A backcountry clinic, called Exploring the Beast, will be offered Feb. 15-16, Feb. 17-18, and March 9-10. Reading terrain, conditions and picking the best lines down the mountain while exploring the glades, side country and backcountry terrain are the focus of this clinic. (An optional add-on offers skiers with climbing skins and their own AT equipment, an adventurous trip up to the Ledgewood Yurt for a gourmet experience.)

So is the media or Killington Resort aiding and abetting that 'siren song' by encouraging the curious to take one of the clinics?
Fortunately, no, just the opposite.

"We are offering them because the market for AT programs is growing; it is one of the few, if not the only hard goods category that is growing at this point," Rob Megnin, marketing director for Killington Resort said. "Also, we are trying to educate the marketplace as to proper techniques, best practices, and, of course, safety," he added. Offering clinics is a sane way to promote safety precisely because education and expertise are necessary to avoid irrational risks that can have tragic consequences.

According to Kelly Davis, director of research for SIA (Snowsports Industry of America), sales of Alpine AT boots (downhill oriented with a walk/ski mode and interchangeable soles) were up 40 percent in dollars sold last year over the previous season. In two seasons, sales have gone from $2 million to $11.5 million!

Total bindings sales were up $2 million to $48 million, with AT/Randonee sales at $25 million.

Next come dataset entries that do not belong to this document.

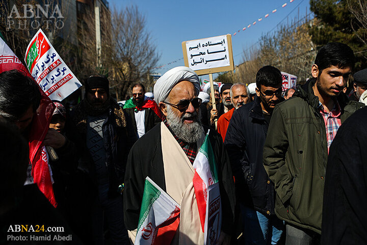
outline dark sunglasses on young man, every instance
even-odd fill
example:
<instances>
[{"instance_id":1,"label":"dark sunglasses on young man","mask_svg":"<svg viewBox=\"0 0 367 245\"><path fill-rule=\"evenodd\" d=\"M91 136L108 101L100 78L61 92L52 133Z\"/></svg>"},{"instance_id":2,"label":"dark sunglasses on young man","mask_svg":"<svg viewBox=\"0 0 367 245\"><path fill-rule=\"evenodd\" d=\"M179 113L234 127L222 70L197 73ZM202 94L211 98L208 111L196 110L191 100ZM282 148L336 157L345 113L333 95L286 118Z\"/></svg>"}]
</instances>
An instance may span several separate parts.
<instances>
[{"instance_id":1,"label":"dark sunglasses on young man","mask_svg":"<svg viewBox=\"0 0 367 245\"><path fill-rule=\"evenodd\" d=\"M260 93L261 93L265 97L270 97L271 96L271 98L272 98L273 97L274 97L274 95L276 96L277 97L281 97L283 95L283 93L284 92L283 90L284 88L283 88L283 86L282 86L279 89L275 91L275 92L273 92L271 90L267 90L265 91L265 92L263 93L261 91L261 90L260 90Z\"/></svg>"},{"instance_id":2,"label":"dark sunglasses on young man","mask_svg":"<svg viewBox=\"0 0 367 245\"><path fill-rule=\"evenodd\" d=\"M192 99L191 100L182 100L180 101L179 103L178 103L178 104L177 104L177 105L169 103L168 102L163 102L163 103L173 106L173 107L176 108L179 111L182 112L182 111L187 110L187 108L189 108L189 106L190 105L190 103L194 108L197 108L200 106L200 105L201 105L202 101L202 100L201 100L200 98L197 97L196 98Z\"/></svg>"}]
</instances>

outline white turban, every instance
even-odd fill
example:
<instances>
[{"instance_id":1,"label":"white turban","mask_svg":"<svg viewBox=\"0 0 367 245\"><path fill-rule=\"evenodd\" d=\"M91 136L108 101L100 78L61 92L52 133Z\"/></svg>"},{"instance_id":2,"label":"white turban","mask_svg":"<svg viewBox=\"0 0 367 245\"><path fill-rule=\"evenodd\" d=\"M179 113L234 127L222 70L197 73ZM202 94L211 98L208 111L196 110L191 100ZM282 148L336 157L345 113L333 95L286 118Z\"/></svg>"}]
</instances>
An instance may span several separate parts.
<instances>
[{"instance_id":1,"label":"white turban","mask_svg":"<svg viewBox=\"0 0 367 245\"><path fill-rule=\"evenodd\" d=\"M157 104L165 101L171 90L181 81L188 81L194 84L197 93L200 91L199 77L186 66L177 66L169 70L161 77L154 87L154 100Z\"/></svg>"}]
</instances>

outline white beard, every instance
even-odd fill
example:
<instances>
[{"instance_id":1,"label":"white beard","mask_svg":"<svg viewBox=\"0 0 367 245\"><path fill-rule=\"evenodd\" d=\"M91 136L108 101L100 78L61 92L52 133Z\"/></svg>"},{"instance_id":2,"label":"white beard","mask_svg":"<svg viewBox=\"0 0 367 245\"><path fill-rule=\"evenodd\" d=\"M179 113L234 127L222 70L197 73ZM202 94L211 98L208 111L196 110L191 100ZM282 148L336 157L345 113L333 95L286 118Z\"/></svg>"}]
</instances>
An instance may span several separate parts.
<instances>
[{"instance_id":1,"label":"white beard","mask_svg":"<svg viewBox=\"0 0 367 245\"><path fill-rule=\"evenodd\" d=\"M172 111L170 106L167 106L167 122L179 139L187 143L194 143L200 138L204 134L204 129L200 123L200 110L198 113L196 113L196 112L193 113L186 113L181 118L179 118ZM184 123L184 119L189 117L194 117L196 120L191 124Z\"/></svg>"}]
</instances>

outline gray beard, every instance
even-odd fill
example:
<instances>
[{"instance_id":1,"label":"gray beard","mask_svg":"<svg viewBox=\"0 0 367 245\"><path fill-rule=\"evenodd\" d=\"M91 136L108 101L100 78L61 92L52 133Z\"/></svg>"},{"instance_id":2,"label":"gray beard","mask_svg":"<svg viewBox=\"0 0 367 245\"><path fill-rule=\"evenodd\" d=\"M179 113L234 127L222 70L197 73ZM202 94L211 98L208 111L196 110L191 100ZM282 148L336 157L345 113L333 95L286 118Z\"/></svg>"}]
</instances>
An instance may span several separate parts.
<instances>
[{"instance_id":1,"label":"gray beard","mask_svg":"<svg viewBox=\"0 0 367 245\"><path fill-rule=\"evenodd\" d=\"M179 118L172 111L171 106L167 106L167 122L173 133L181 140L187 143L195 143L197 141L204 133L200 123L201 113L194 112L194 113L185 113L182 118ZM185 124L185 117L194 116L196 121L192 124Z\"/></svg>"}]
</instances>

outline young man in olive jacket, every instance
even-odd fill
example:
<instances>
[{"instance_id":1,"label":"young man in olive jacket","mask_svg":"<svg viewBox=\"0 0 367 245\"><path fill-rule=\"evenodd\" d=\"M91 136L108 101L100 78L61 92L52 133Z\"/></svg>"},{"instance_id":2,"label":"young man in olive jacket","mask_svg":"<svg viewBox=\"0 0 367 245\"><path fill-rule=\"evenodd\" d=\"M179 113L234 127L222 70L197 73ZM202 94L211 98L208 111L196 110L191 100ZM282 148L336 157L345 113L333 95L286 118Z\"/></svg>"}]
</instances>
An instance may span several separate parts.
<instances>
[{"instance_id":1,"label":"young man in olive jacket","mask_svg":"<svg viewBox=\"0 0 367 245\"><path fill-rule=\"evenodd\" d=\"M286 222L286 244L319 242L329 148L341 124L361 104L340 93L354 67L348 45L322 47L312 79L275 107L264 149L274 183L275 213Z\"/></svg>"}]
</instances>

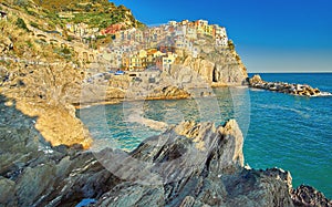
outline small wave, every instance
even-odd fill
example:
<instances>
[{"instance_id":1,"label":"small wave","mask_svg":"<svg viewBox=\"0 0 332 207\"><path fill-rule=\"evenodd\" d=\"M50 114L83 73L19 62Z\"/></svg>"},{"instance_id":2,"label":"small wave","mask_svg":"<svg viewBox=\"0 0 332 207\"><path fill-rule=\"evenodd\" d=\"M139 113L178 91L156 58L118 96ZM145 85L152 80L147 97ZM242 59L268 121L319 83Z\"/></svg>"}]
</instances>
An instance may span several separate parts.
<instances>
[{"instance_id":1,"label":"small wave","mask_svg":"<svg viewBox=\"0 0 332 207\"><path fill-rule=\"evenodd\" d=\"M332 93L330 92L321 92L319 95L315 96L332 96Z\"/></svg>"}]
</instances>

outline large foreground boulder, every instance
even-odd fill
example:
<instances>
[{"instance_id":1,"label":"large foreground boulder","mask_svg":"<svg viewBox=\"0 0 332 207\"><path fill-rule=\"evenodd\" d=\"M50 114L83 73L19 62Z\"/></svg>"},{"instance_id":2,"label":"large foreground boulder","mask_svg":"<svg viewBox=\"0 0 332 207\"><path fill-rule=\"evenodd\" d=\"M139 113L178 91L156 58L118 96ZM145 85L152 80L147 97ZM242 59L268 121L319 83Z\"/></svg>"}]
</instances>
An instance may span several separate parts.
<instances>
[{"instance_id":1,"label":"large foreground boulder","mask_svg":"<svg viewBox=\"0 0 332 207\"><path fill-rule=\"evenodd\" d=\"M289 172L243 166L236 121L184 122L134 152L52 147L0 97L0 206L332 206Z\"/></svg>"}]
</instances>

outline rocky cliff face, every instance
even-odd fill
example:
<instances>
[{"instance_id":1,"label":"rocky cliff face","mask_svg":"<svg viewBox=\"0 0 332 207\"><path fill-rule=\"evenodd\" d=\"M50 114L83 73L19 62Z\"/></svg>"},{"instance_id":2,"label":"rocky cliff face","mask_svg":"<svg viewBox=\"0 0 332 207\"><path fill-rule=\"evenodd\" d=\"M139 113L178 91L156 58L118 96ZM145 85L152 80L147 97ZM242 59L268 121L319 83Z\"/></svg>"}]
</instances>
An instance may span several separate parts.
<instances>
[{"instance_id":1,"label":"rocky cliff face","mask_svg":"<svg viewBox=\"0 0 332 207\"><path fill-rule=\"evenodd\" d=\"M52 147L35 120L4 106L0 117L0 205L75 206L332 206L314 188L291 187L289 172L243 167L235 121L185 122L134 152Z\"/></svg>"}]
</instances>

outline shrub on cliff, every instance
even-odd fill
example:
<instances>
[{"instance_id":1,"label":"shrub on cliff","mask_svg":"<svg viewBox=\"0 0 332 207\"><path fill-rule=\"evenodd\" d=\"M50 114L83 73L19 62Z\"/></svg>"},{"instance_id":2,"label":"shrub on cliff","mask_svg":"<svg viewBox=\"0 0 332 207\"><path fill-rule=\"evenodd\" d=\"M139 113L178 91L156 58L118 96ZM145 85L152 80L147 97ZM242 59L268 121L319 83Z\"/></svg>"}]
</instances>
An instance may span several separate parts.
<instances>
[{"instance_id":1,"label":"shrub on cliff","mask_svg":"<svg viewBox=\"0 0 332 207\"><path fill-rule=\"evenodd\" d=\"M29 32L29 29L27 28L27 24L25 24L24 20L21 19L21 18L19 18L17 20L17 27L19 27L19 28L25 30L27 32Z\"/></svg>"}]
</instances>

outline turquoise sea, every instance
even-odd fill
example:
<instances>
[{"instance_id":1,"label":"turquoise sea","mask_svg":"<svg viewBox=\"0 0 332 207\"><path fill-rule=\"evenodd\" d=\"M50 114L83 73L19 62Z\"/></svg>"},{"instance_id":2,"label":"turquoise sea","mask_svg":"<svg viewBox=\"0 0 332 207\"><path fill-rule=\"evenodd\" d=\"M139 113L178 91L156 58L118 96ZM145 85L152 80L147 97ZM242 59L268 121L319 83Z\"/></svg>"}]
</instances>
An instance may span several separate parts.
<instances>
[{"instance_id":1,"label":"turquoise sea","mask_svg":"<svg viewBox=\"0 0 332 207\"><path fill-rule=\"evenodd\" d=\"M252 74L250 74L251 76ZM266 81L305 83L332 92L332 73L260 74ZM245 135L245 163L252 168L290 170L293 186L314 186L332 198L332 96L299 97L247 87L215 89L216 97L125 102L92 106L77 116L95 138L94 147L134 149L160 132L145 118L222 124L236 118Z\"/></svg>"}]
</instances>

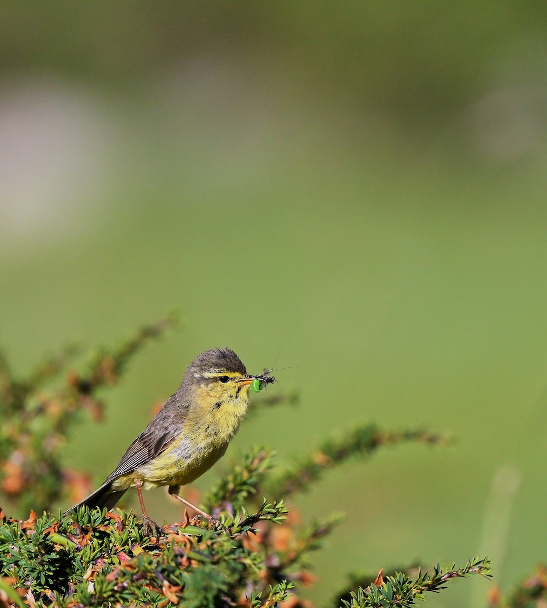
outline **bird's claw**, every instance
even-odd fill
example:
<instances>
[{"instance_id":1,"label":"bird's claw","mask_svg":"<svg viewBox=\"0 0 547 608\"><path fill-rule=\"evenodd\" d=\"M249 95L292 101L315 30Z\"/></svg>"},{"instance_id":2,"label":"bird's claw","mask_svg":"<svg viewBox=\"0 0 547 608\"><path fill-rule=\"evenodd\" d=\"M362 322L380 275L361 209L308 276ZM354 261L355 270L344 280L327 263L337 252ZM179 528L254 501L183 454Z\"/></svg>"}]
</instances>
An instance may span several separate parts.
<instances>
[{"instance_id":1,"label":"bird's claw","mask_svg":"<svg viewBox=\"0 0 547 608\"><path fill-rule=\"evenodd\" d=\"M148 515L142 516L142 527L145 534L156 536L156 538L160 536L160 527Z\"/></svg>"}]
</instances>

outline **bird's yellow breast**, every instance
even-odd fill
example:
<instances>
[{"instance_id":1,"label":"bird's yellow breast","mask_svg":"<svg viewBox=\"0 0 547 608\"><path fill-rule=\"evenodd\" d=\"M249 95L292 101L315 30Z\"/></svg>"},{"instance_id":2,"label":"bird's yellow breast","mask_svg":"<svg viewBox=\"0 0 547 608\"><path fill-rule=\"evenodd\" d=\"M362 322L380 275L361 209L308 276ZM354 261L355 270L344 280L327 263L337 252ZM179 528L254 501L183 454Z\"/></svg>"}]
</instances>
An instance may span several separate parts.
<instances>
[{"instance_id":1,"label":"bird's yellow breast","mask_svg":"<svg viewBox=\"0 0 547 608\"><path fill-rule=\"evenodd\" d=\"M116 480L112 487L125 489L139 480L146 489L185 485L210 469L226 451L249 404L247 387L219 388L207 384L196 387L178 437L155 458Z\"/></svg>"}]
</instances>

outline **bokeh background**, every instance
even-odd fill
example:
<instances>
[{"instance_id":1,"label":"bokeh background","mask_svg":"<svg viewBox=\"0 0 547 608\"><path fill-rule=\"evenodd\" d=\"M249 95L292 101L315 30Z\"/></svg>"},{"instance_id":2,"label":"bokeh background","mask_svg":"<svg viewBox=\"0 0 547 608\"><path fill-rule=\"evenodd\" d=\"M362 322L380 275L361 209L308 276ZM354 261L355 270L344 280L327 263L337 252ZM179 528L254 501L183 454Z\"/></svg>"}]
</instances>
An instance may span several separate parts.
<instances>
[{"instance_id":1,"label":"bokeh background","mask_svg":"<svg viewBox=\"0 0 547 608\"><path fill-rule=\"evenodd\" d=\"M545 561L546 58L541 2L0 4L13 367L184 321L67 461L101 482L198 353L260 371L281 348L300 406L253 417L228 458L267 443L289 463L366 420L456 439L293 503L348 514L317 556L319 605L349 570L486 554L507 590ZM155 518L180 515L150 494ZM429 601L478 607L487 587Z\"/></svg>"}]
</instances>

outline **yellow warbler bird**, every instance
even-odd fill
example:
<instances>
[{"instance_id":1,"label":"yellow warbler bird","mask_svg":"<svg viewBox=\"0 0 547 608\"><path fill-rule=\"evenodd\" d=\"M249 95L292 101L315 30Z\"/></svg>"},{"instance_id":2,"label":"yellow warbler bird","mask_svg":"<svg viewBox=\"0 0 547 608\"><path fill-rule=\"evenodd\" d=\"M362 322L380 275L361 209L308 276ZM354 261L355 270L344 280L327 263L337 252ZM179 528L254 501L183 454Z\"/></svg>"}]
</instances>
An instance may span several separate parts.
<instances>
[{"instance_id":1,"label":"yellow warbler bird","mask_svg":"<svg viewBox=\"0 0 547 608\"><path fill-rule=\"evenodd\" d=\"M145 531L159 528L146 514L142 488L169 486L169 493L204 517L210 516L179 496L181 485L197 479L224 454L249 405L249 389L258 392L274 381L264 373L247 374L230 348L198 355L184 374L180 388L128 448L105 483L81 505L112 509L134 486L142 509Z\"/></svg>"}]
</instances>

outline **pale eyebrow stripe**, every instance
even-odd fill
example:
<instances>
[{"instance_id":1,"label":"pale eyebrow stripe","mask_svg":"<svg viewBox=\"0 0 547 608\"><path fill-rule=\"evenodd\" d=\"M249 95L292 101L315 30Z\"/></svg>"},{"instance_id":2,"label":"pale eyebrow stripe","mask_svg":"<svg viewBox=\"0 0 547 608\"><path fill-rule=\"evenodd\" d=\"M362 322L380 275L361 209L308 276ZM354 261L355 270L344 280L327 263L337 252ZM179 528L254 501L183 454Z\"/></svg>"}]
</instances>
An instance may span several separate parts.
<instances>
[{"instance_id":1,"label":"pale eyebrow stripe","mask_svg":"<svg viewBox=\"0 0 547 608\"><path fill-rule=\"evenodd\" d=\"M204 378L216 378L220 376L228 376L231 378L239 378L241 375L238 371L226 371L225 370L216 370L213 371L206 371L202 374L202 377Z\"/></svg>"}]
</instances>

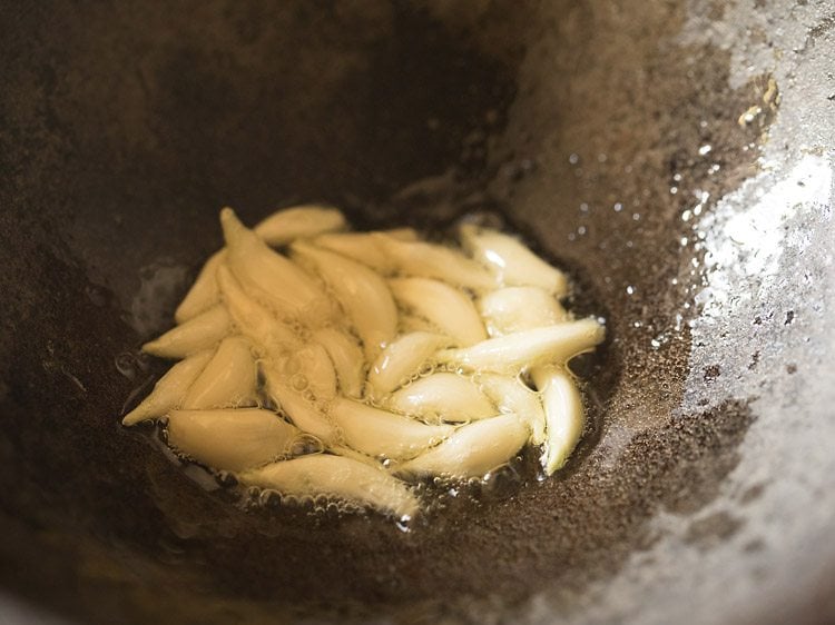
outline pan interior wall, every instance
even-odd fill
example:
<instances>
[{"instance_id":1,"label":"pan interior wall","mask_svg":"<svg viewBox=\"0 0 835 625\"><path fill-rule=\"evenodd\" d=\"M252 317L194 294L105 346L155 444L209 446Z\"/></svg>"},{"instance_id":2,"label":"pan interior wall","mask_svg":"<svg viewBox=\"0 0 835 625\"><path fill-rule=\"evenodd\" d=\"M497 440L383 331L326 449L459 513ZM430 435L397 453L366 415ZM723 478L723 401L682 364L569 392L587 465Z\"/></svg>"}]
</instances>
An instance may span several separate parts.
<instances>
[{"instance_id":1,"label":"pan interior wall","mask_svg":"<svg viewBox=\"0 0 835 625\"><path fill-rule=\"evenodd\" d=\"M463 615L554 588L568 609L651 543L659 509L716 495L750 415L674 415L699 280L681 214L749 175L743 149L768 118L741 128L734 111L757 86L730 90L723 52L676 42L679 9L546 4L12 10L6 586L102 623ZM170 323L220 242L217 209L252 222L308 200L360 227L494 210L571 269L577 309L605 315L610 339L587 364L591 425L563 473L402 534L376 517L245 513L120 429L126 397L160 366L115 359Z\"/></svg>"}]
</instances>

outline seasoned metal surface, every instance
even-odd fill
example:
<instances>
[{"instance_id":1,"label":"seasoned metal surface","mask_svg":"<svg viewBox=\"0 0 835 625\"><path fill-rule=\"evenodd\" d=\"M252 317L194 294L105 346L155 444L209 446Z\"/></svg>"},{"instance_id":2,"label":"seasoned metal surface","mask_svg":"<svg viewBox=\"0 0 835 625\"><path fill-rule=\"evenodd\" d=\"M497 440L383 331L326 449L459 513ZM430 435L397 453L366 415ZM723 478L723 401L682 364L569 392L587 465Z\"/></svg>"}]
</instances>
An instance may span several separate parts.
<instances>
[{"instance_id":1,"label":"seasoned metal surface","mask_svg":"<svg viewBox=\"0 0 835 625\"><path fill-rule=\"evenodd\" d=\"M4 9L0 614L835 616L834 18L645 4ZM572 270L610 339L564 472L403 534L244 512L120 428L217 209L316 199L495 211Z\"/></svg>"}]
</instances>

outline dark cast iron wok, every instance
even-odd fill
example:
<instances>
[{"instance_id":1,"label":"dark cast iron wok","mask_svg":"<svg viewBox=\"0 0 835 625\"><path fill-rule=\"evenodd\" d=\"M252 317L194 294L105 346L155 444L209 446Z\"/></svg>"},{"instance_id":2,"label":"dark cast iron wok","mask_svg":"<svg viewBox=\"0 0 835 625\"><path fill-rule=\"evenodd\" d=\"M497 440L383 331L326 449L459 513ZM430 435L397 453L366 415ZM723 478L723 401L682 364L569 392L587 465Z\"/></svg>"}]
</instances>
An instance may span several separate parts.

This is a new trend that we will be seeing as Megnin notes, and people need to understand the risks involved as well as the way to mitigate them while exploring.

Experience tells us it is human nature for the more adventurous among us to heed the 'siren call' of the backcountry; this is the next frontier of skiing and riding and it's exciting that resorts like Killington are getting behind the movement to encourage safe exploration.

Most sports involve some inherent risk, and in some measure, it is the thrill that entices skiers and riders to pursue these sports.
But just as helmets have helped to reduce head injuries on the slopes because of widespread adoption, people need to approach backcountry risks with education and preparedness. This "new frontier" is the wilderness itself, and only the foolish will take the inherent risks lightly.